Il giorno dopo ricostruirò una parte degli eventi: Irene spiega che il foglio sulla mia porta è stato scritto dall’inquilino sotto di me, che lamenta macchie d’umidità enormi sul soffitto della cucina. Il tizio è salito, mi ha cercato per giorni non sapendo che ero fuori città, e quindi ha chiuso il mio rubinetto dell’acqua, e da allora le perdite si sono fermate. Faccio chiamare Wang Li da Dandan e ci diamo appuntamento a casa mia con il vicino. Il vicino, scopro, è un poliziotto, ma molto gentile: la sua richiesta semplice, non riattivare l’acqua finché non si scopre la perdita. Gli rispondo che gentilmente che la cosa non esiste, e comunque l'acqua l’ho riattivata il giorno prima e non mi risutano perdite. Wang Li si fa paciere: fa fare al poliziotto il giro dell’appartamento e gli indica con precisione tutte le tubature dell’acqua:

“Qui, come vede, niente perdite. Qui, nemmeno. Qui, neanche. Qui, vede perdite? No, perché non ce ne sono. Come facciamo a fermare delle perdite che non esistono?”. Lineare, e poi dicono che i cinesi non parlano mai chiaro. Wang Li, come sua abitudine, chiude il discorso con un bel "mei wenti!". Tutti amici come prima, il poliziotto si scusa e se ne va. Wang Li saluta e dice che se ho qualche altro problema ci parla lui con la polizia o con chicchessia. Rimango solo in casa, ma non sono tranquillo.
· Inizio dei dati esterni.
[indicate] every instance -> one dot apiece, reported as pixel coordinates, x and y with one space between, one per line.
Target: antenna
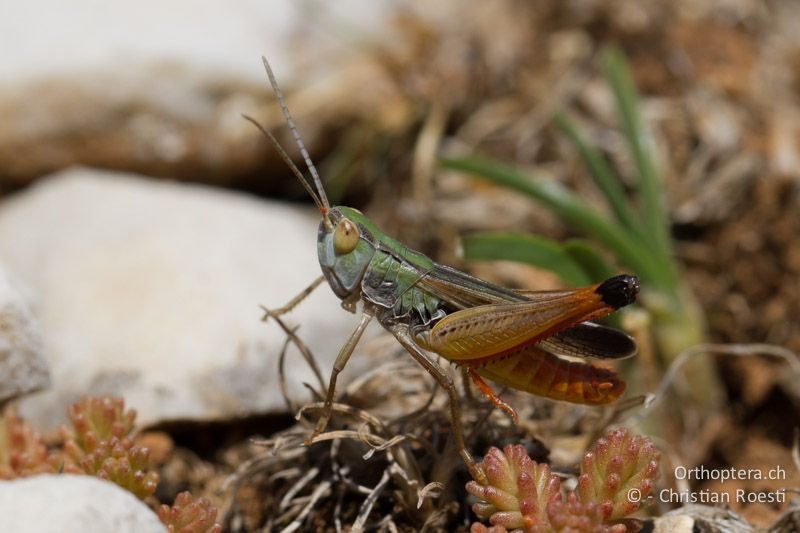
289 162
320 197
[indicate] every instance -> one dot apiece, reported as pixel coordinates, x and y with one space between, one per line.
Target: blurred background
676 122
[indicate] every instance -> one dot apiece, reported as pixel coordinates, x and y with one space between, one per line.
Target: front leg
338 365
293 302
401 333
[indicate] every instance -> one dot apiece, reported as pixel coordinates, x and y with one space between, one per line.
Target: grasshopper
512 337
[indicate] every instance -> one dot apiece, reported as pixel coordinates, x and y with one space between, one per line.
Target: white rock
47 503
22 365
151 290
138 85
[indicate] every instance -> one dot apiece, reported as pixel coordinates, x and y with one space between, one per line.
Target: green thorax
390 279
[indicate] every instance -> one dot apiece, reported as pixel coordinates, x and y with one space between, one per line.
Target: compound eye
345 237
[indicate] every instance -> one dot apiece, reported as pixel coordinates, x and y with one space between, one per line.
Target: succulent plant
518 489
99 444
521 495
22 452
618 466
189 515
95 419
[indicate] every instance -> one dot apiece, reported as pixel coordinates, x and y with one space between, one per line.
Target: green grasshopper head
345 247
345 241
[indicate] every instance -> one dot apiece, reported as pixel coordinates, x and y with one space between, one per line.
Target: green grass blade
586 255
566 205
524 248
603 176
653 207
Sarà che anche se vivo in Cina da tanto, rimango comunque italiano, e nella logica della mia cultura tutti gli effetti hanno una causa. Da dove veniva la macchia d’umidità sul soffitto della cucina del vicino? E perché la corrente è saltata? E perché il parquet del salotto, nei pressi della cucina, è tutto deformato? Mei wenti il cazzo, vorrei dire, qua di wenti ne abbiamo uno bello grosso! Ma siccome nessuno sembra preoccuparsene, la psicologia di gruppo ancora una volta ha la meglo su di me e, per qualche settimana mi dimenticherò del problema. Poi finalmente scoprirò di cosa si trattava, con conseguenze a dir poco drammatiche.